Today, Pertino announced its next step to propel its software-defined networking (SDN) strategy for real use in the mobile and cloud era. AppScape — which the company says is the industry’s first app store for delivering virtual network services on cloud networks — enhances what Pertino calls its Network Service Virtualization with new apps, partnerships, and platform infrastructure.
Pertino also announced it’s teaming up with new vendors to bring its apps to extend business-class visibility, security, and control to cloud networks.
- UsageMonitor: Uses big data analytics to offer almost-real-time monitoring and reporting of the network’s bandwidth consumption across all users and devices
- ADConnect: Extends Active Directory DNS resolution to cloud networks
- NameStation: As an alternative to IP addresses, assigns default names to all devices; this allows IT experts to personalize those names and assign multiple names to a single device
- GeoView Pro: Pinpoints and tracks user and device locations with street-level accuracy, giving Pertino users the ability to find stolen devices and clear them from the network easily
- Pertino Desktop: Coming in the fourth quarter, this app gives users the ability to secure devices remotely using any device, and allows IT specialists to provide support from anywhere.
Pertino launched into public view in 2013, with the founders coming from IT company Packeteer. It was created on the basis that networks should work more like the cloud by being more mobile and easily accessible to those who need them. It was Pertino’s mindset that users shouldn’t have to be network experts to create their own network, so Pertino gives users the ability to spin up networks within the cloud, connecting users and resources quickly.

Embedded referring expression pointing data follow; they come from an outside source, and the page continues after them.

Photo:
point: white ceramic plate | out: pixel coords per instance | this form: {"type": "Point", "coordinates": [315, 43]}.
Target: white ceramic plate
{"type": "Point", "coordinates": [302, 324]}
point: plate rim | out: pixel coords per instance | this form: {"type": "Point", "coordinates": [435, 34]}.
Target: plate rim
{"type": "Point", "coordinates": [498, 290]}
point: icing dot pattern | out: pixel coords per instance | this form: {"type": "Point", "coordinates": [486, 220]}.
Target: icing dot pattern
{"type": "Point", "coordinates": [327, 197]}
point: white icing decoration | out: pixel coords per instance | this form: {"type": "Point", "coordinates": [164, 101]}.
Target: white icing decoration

What takes only a few seconds and clicks with Pertino can take other products and companies hours, the company says.
“Anyone in any size business can build a network with Pertino,” says Pertino’s chief marketing officer, Todd Krautkremer. “You don’t need to know anything about SDN or NFV to use what it can deliver.”
Pertino uses SDN to power its network-as-a -service (NaaS) platform. In doing this, turning a large network into something that resembles a LAN, despite nodes being hundreds or thousands of miles apart.

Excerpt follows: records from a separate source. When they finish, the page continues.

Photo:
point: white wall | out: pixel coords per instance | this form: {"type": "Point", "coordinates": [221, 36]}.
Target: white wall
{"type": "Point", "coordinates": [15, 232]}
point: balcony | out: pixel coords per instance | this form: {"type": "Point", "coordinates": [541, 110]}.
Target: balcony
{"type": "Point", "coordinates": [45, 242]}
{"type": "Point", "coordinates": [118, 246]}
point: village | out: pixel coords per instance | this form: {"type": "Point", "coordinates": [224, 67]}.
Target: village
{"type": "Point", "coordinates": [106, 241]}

What Pertino calls NSV is a flipped model of network functions virtualization (NFV). Pertino’s architecture connects users to the data plane no matter where they are, bringing the service to where the traffic is, not vice versa. This helps to limit traffic and dramatically reduce cost for any size of network. With just an Internet connection, this gives customers access to their data, but Pertino’s model also offers benefits when it comes to security.
“Because it’s on a private, encrypted overlay network, networks created with Pertino are completely opaque from the Internet,” said Krautkremer. “You can’t attack what you can’t see.”

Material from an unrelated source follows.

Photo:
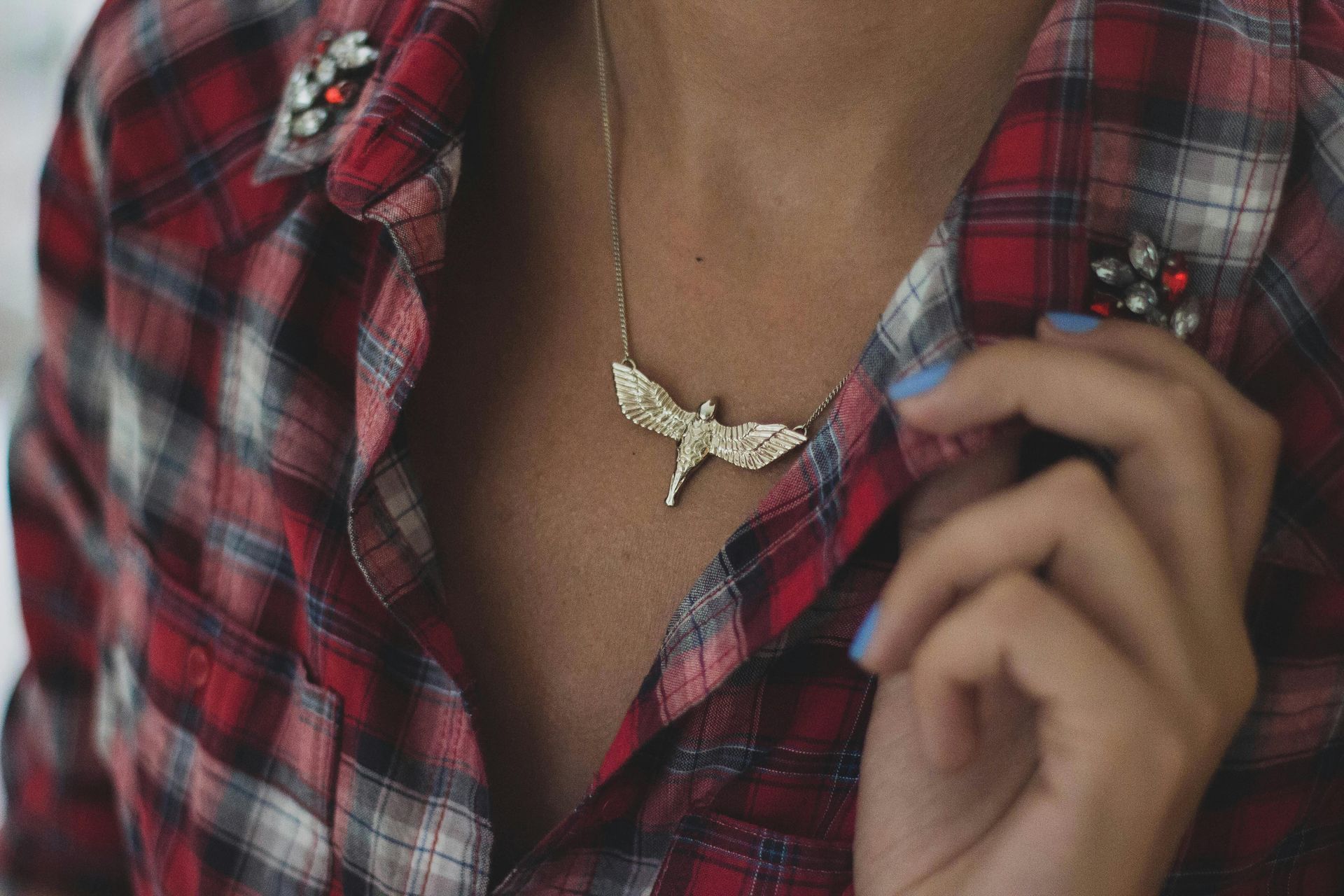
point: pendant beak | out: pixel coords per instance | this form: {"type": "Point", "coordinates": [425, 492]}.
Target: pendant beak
{"type": "Point", "coordinates": [678, 479]}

Users can manage others who want to join the network, either by giving them permission to join or by erasing them from the network and denying access to its contents. What’s more, Pertino says its model offers better visibility and allows users to see who is accessing the network from what devices, regardless of where a user might be.
Pertino claims 5,000 customers, making it the “largest representation of SDN,” Krautkremer says. “It’s good for the industry, because it’s a tangible use case to show what SDN can do in the real world.”
Of those 5000 companies that have built their networks on Pertino, many are using Pertino’s free plan, Krautkremer says. But now, Pertino is building a sales force and trying to convert customers to business networks and accounts. So far, they have 200 paying customers.